Valentine Kindness Bingo + Card-Making Station
When February feels busy, this simple setup keeps kids learning kindness with paper, crayons, and a little sparkle.
Why This Works for Busy Families
I wanted a Valentine plan that felt sweet but didn't turn into a glitter explosion. Kindness bingo keeps kids focused on small, doable actions, while the card station gives their hands a job and their hearts a place to say what matters.
- Social-emotional learning without a long lesson.
- Fine-motor practice through cutting, tracing, and coloring.
- Easy to repeat all week with different prompts.
Quick Supply List
- •Printer paper or light cardstock
- •Crayons, markers, or colored pencils
- •Glue stick and kid scissors
- •Small basket of stickers or washi tape
- •Optional: pink or red construction paper for card bases
Parent tip
If you want zero mess, swap glue for sticker sheets and pre-cut heart shapes the night before.
Set Up in 10 Minutes
- Print the bingo squares list and draw a quick 5x5 grid (or type it into a doc to print).
- Pre-cut card bases so kids can decorate without waiting.
- Place one “message helper” strip at each seat with sentence starters.
- Keep a tiny bin for “extras” (stickers, heart punch-outs, ribbon scraps).
How to Play Kindness Bingo
- Pick 3-5 squares for preschoolers or the full board for older kids.
- Let kids do one kindness act, then color the square right away.
- Use a small prize like “choose the bedtime story” for a completed row.
- Pause after every 2-3 squares to do a quick stretch or wiggle break.
Card-Making Station (No Mess)
Keep it simple: one card base, one message, one picture. Kids don't need 14 options to feel proud.
Message Helpers
- “I like you because…”
- “You help me when…”
- “One thing I love doing with you is…”
- “You make me feel…”
- “Thanks for…”
Card Ideas
- Folded heart card with a hidden message inside.
- “Three things I like about you” list card.
- Sticker collage with one big word: “Kind.”
Easy Extensions (If You Need More Time)
Letter & Name Practice
Have kids write the names of everyone they made cards for. Trace over with a marker.
Math Warm-Up
Count hearts on each card and write the number in the corner.
Word Work
Circle all the letters in “kind,” then hunt them on a word search page.
Printables to Pair With This
- Coloring Picture – pick hearts or friendship-themed pages to decorate your card station.

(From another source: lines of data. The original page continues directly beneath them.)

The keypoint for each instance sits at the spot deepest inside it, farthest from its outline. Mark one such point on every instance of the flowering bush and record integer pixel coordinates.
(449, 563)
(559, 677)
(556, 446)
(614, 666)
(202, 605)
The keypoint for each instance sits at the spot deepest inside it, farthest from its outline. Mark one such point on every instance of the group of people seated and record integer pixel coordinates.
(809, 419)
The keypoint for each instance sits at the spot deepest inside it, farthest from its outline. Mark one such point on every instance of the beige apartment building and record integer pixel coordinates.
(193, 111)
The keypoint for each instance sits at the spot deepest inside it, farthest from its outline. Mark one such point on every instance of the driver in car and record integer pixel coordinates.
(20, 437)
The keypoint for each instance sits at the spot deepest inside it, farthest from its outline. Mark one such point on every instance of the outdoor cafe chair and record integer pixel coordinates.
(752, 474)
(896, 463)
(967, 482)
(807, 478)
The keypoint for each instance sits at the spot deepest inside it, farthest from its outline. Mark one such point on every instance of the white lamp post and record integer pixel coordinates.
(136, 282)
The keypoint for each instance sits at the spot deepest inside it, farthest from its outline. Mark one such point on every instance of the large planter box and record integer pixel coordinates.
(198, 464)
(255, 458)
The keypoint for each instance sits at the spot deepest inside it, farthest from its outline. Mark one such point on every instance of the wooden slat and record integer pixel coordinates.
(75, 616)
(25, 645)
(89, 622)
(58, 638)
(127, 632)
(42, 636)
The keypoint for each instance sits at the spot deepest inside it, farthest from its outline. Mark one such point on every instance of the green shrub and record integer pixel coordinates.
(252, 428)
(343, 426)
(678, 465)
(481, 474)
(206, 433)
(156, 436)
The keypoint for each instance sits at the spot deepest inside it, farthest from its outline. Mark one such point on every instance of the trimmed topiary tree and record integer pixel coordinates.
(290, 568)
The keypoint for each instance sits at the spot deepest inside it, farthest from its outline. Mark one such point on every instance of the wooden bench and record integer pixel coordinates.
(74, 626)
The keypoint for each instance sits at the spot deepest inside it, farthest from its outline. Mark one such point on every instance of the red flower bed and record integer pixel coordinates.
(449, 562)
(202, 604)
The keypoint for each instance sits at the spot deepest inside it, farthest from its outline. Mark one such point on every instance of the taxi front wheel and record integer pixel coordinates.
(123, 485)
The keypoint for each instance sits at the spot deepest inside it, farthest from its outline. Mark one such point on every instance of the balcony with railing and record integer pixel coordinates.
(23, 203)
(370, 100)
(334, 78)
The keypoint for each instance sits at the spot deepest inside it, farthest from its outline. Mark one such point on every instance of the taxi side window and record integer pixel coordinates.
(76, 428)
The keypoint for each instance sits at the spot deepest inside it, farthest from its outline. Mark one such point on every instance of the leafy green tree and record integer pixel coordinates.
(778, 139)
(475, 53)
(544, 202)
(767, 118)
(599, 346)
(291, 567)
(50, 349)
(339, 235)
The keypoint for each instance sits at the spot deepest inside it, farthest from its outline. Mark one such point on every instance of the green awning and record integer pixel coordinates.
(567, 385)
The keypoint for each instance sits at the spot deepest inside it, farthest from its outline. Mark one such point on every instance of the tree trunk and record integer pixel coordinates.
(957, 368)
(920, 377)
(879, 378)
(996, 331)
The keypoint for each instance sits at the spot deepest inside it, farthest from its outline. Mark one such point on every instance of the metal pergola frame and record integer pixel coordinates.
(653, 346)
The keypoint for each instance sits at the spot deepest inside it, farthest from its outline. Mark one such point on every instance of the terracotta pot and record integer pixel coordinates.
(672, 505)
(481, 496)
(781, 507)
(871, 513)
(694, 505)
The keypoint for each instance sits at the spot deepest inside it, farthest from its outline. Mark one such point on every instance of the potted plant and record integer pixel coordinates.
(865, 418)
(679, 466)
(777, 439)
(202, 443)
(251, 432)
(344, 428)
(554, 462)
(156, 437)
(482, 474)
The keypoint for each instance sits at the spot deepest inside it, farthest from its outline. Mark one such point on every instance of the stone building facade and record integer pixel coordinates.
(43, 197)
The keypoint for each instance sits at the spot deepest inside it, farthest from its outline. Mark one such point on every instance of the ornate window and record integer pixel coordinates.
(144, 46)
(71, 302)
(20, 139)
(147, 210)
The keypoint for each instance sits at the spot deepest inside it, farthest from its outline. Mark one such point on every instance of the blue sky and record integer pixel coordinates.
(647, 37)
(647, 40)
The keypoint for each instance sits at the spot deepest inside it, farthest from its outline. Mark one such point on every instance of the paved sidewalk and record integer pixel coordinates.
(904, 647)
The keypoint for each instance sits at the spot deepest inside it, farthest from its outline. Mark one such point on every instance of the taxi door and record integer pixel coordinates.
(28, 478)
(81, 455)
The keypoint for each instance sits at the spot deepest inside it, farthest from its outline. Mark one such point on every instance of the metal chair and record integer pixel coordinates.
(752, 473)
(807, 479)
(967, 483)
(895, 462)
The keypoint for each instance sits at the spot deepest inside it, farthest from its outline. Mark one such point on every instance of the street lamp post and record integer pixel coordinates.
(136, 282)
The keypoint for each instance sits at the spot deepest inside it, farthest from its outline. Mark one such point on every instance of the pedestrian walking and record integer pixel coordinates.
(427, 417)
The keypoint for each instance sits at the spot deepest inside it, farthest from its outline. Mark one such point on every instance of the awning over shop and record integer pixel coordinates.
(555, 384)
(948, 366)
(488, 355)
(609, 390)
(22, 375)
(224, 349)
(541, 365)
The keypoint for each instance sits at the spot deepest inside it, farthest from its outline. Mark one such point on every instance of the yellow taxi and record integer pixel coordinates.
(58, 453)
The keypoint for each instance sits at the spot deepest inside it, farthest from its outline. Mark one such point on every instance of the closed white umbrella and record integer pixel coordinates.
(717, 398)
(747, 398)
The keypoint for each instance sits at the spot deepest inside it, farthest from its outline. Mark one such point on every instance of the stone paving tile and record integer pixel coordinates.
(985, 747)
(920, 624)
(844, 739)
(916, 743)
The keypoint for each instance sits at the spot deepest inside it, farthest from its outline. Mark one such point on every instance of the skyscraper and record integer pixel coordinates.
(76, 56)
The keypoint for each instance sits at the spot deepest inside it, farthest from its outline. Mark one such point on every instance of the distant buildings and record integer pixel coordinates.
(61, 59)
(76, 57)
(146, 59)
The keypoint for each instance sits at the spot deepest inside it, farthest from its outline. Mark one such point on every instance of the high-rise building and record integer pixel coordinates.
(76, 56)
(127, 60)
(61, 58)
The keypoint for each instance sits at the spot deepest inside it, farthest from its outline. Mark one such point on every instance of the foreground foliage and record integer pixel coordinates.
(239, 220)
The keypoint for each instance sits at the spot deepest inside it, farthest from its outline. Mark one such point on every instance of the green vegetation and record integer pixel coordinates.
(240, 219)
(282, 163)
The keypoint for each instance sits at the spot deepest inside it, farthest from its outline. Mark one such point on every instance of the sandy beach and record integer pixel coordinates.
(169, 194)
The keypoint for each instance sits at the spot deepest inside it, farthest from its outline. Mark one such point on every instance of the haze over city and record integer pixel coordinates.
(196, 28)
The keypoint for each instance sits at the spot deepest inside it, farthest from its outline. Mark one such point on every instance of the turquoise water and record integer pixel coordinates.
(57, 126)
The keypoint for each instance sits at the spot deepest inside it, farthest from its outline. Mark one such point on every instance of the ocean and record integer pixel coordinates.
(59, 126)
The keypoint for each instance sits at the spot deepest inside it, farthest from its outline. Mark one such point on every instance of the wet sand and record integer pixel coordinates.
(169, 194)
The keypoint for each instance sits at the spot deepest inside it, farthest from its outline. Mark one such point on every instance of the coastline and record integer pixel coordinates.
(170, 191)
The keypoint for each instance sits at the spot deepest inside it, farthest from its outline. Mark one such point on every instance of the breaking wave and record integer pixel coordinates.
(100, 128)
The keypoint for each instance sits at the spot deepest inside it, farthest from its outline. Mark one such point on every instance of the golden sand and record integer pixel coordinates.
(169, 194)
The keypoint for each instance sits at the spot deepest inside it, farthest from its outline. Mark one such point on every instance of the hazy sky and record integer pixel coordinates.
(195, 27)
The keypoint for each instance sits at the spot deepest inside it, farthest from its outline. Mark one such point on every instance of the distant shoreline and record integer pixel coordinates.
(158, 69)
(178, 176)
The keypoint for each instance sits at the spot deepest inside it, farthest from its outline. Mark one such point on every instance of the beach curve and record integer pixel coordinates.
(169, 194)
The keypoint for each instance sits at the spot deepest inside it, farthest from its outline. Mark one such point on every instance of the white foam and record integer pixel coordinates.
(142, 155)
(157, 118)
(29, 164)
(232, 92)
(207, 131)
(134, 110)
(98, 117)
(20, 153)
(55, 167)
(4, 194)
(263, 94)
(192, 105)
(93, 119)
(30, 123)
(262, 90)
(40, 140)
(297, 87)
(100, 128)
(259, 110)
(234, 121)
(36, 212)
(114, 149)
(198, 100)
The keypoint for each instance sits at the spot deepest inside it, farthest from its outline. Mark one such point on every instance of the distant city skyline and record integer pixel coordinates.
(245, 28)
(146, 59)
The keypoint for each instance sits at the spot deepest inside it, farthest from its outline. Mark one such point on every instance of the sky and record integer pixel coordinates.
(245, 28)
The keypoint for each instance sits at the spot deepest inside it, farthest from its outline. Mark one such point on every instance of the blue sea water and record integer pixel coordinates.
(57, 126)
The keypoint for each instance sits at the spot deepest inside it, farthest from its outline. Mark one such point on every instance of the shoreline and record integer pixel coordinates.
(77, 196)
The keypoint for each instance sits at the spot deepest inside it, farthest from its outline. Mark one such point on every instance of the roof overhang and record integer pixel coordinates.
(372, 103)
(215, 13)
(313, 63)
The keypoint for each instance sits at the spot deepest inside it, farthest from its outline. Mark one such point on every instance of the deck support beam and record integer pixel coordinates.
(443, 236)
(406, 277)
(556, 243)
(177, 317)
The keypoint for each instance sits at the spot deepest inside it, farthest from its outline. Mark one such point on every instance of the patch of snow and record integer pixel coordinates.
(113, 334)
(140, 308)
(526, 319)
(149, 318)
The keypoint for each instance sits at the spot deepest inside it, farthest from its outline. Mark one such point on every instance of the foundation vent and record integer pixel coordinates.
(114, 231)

- Word Search Generator – build a quick “kindness words” puzzle for early finishers.
- Writing Prompts – print a short prompt like “A time I felt loved was…” for older kids.
Wrap-Up
End the day by reading the cards out loud or delivering them together. It's a sweet, simple way to show kids that kindness is something they can practice, not just talk about.